Comparative studies have also demonstrated that PCC is more effective than is FFP for correcting patients’ INRs
C) Hematocrit and hemoglobin levels
In our study, there was no significant difference in Hb and Hct between the two groups before and during the first 48-hour period following the infusion of PCC and FFP. In a similar work by Mendarte L
et al., (
26) also there were no significant differences between Hb and Hct before and after PCC.
D) Adverse drug reactions
In the present study, no major adverse drug reactions (e.g. bleeding) were observed directly in consequence of PCC administration, which can be attributed to the limited sample size of the study. Nonetheless, 68% of the patients treated with FFP needed extra doses; this is not appropriate for patients with valvular heart disease because it may render them vulnerable to volume overload.

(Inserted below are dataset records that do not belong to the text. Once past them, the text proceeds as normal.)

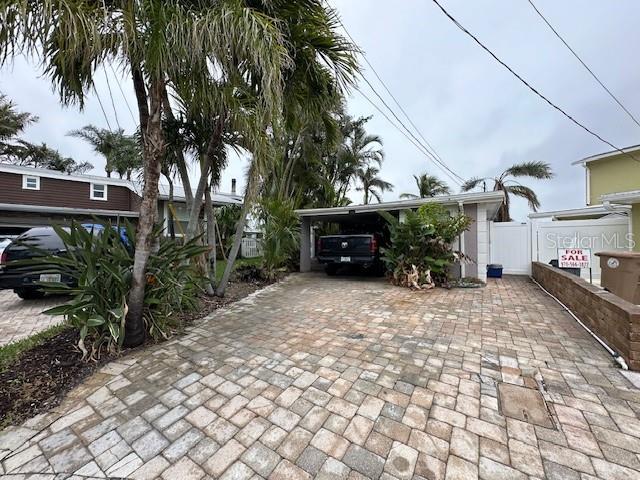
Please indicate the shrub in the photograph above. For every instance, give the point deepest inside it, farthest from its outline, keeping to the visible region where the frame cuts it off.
(281, 240)
(420, 252)
(99, 260)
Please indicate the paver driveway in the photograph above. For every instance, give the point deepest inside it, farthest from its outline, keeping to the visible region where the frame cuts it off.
(340, 378)
(22, 318)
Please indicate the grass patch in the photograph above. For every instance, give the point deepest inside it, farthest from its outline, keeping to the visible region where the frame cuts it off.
(11, 352)
(221, 264)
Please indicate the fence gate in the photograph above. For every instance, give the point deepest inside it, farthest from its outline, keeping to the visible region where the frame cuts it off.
(511, 247)
(250, 247)
(515, 245)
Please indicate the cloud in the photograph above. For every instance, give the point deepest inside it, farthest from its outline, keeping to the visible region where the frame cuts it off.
(478, 117)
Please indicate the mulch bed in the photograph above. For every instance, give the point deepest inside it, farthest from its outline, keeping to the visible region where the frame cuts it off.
(40, 377)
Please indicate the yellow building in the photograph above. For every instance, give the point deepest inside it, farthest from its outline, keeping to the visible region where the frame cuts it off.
(613, 178)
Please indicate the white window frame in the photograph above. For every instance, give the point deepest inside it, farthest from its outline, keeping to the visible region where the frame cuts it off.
(25, 182)
(92, 193)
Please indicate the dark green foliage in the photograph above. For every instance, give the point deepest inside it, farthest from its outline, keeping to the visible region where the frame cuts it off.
(281, 241)
(100, 264)
(420, 252)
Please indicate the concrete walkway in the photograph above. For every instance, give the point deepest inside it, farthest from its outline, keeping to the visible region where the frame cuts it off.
(331, 378)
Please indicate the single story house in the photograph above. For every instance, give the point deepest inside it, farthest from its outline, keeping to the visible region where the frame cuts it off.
(481, 207)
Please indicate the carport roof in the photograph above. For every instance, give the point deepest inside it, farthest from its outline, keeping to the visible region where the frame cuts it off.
(492, 199)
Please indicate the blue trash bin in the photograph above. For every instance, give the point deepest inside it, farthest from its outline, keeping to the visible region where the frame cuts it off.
(494, 270)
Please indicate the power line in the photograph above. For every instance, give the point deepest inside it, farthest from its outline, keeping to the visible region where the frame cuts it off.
(419, 146)
(113, 105)
(431, 149)
(584, 64)
(433, 156)
(133, 117)
(458, 178)
(104, 113)
(528, 85)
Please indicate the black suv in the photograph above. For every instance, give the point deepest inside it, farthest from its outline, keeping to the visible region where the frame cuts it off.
(26, 280)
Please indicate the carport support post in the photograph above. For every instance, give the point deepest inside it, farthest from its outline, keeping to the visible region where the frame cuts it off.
(305, 244)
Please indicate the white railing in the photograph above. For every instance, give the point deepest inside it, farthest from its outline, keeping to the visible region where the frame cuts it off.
(251, 248)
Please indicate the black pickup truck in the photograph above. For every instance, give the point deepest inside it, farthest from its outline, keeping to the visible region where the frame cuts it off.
(361, 250)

Our results demonstrated that PCC conferred more effective reversal of the over coagulated patients than did FFP; this can be due to the high concentration of coagulation factors in PCC. None of the patients treated with either PCC or FFP suffered any active bleeding, although the FFP group patients were at high risk of bleeding because of their high INR levels.
Thrombotic events have been reported to occasionally complicate PPC infusion, but the differences in the preparations, dosages (correcting the INR to different levels), and patient populations in the available reports make it extremely difficult to quantify the risk. Thrombogenic effects are very likely to vary with different PCC preparations, and there is no evidence in the existing literature to verify a possible association between PCC and thrombosis.